As we harness the power of community, including elected officials and local authorities to embrace sustainability and climate solutions at the policy level helps ensure we’re all rowing in the same direction and accelerate our progress and impact.
The 2018 Made-in-Ontario Environment Plan states that climate change threatens our health, our homes, communities and businesses, infrastructure, our locally grown food and crops, as well as the health of our ecosystems.
These risks to our municipal services and infrastructure place all of us on the front lines of the crisis and our elected officials will need to respond. Agreeing on the nature of that response while building community support, essential for the long-tern success of the policies that are implemented, are the immediate challenges our elected officials face given that this is the ‘biggest, baddest, collective action problem’ we have ever faced.
Here in the Northumberland County (upper-tier) and in our Municipalities (lower-tier), our elected officials and decision makers have a huge responsibility on their shoulders. The choices they make at the policy-level will determine what the future looks like in our neighbourhoods and communities.
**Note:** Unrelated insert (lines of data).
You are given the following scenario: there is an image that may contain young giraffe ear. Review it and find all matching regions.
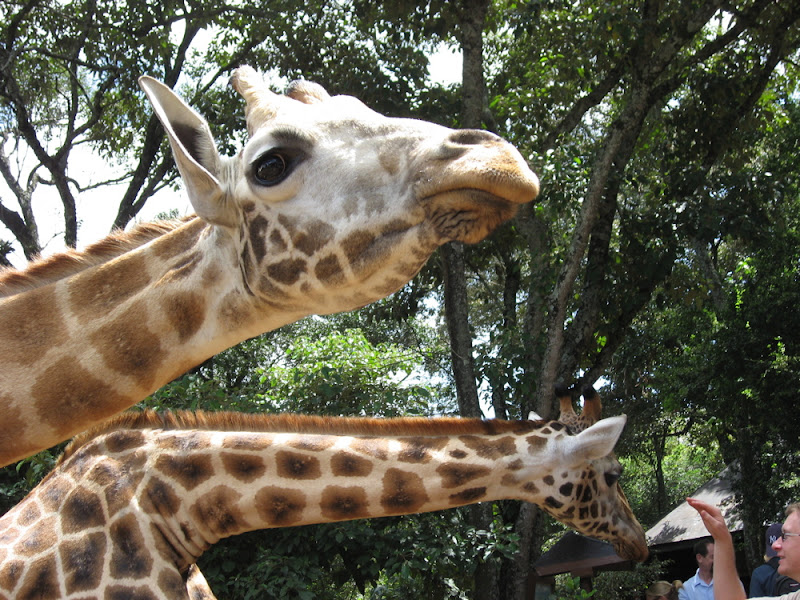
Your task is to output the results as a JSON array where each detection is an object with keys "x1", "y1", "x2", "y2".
[
  {"x1": 564, "y1": 415, "x2": 627, "y2": 464},
  {"x1": 139, "y1": 76, "x2": 236, "y2": 227}
]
Will we ‘steal the future’ with a business-as-usual economic growth model or ‘heal the future’ by coming together to define what ‘sustainable progress’ means to us and influence local government to set us on a path to a sustainable and regenerative future?
The policy-making process at the local level is a balancing act. On one side of the scale economic growth and development issues are the priorities. On the other side, local concerns like homelessness dominate the agenda.
Today interconnected global crises have made this balancing act even more complex. The impacts of a changing climate, global biodiversity loss and ecosystem degradation are at our front door.
Sustainability, as a concept and a movement, is about getting to a ‘safe operating space’ where humans give back more than we take from the natural world. A space that aims to provide enough resources for people to live full, healthy lives, without compromising humanity’s future. The unsustainable demands we’ve placed on nature need to be rectified and we need to find practical ways of redesigning systems and products to be more ethical, equitable, and yes, sustainable. Meaning that the actions taken today to meet our needs are not at the expense of current or future generations and the planet as a whole.
Here in Northumberland, citizens are mobilizing to advocate for the development and adopt of policies that will set us on that path to sustainability.
These are neighbours working on a particular policy file, advisory bodies or community organizations using a lens of sustainability as a cross-cutting approach, exploring how we can integrate sustainability and climate change considerations into our economic development, housing, asset and infrastructure management, fleet, and municipal service delivery.
A working group of municipal officials and advisors from lower-tier municipalities across Northumberland County are looking at three primary markers to monitor progress at the policy level – adoption of a community climate action or sustainability plan, integration of climate change considerations and natural assets into municipal asset management plans and dedicated human resource(s) for climate action and/or sustainability (either staff or advisory committees).
Learn more about what our regenerative future could look like:
Learn more about Doughnut Economics, an alternative model for staying in the ‘safe operating space’:
Sustainability is a complex and evolving concept and best understood today as a movement to find a balance between the environment, equity, and economy.
Each community needs to determine how this will look for themselves based on their local characteristics and the needs of residents.
We encourage our Northumberland community to ask and answer the question: How do we reduce our ecological footprint while enhancing our social wellbeing and maintaining our economic viability?
There is a growing awareness, globally and locally, of the environmental and societal challenges we currently face, however, there is little societal or political consensus on what to do and how quickly to act. Our network recommends a bottoms-up approach with solutions emerging from within each community contributing to our shared future.
Locally, individuals, businesses, and organizations bring a range of perspectives, responses, resources, and commitment to the sustainability challenges we face. Each may be located at different points of the sustainability spectrum, each action adding up to broader change across Northumberland.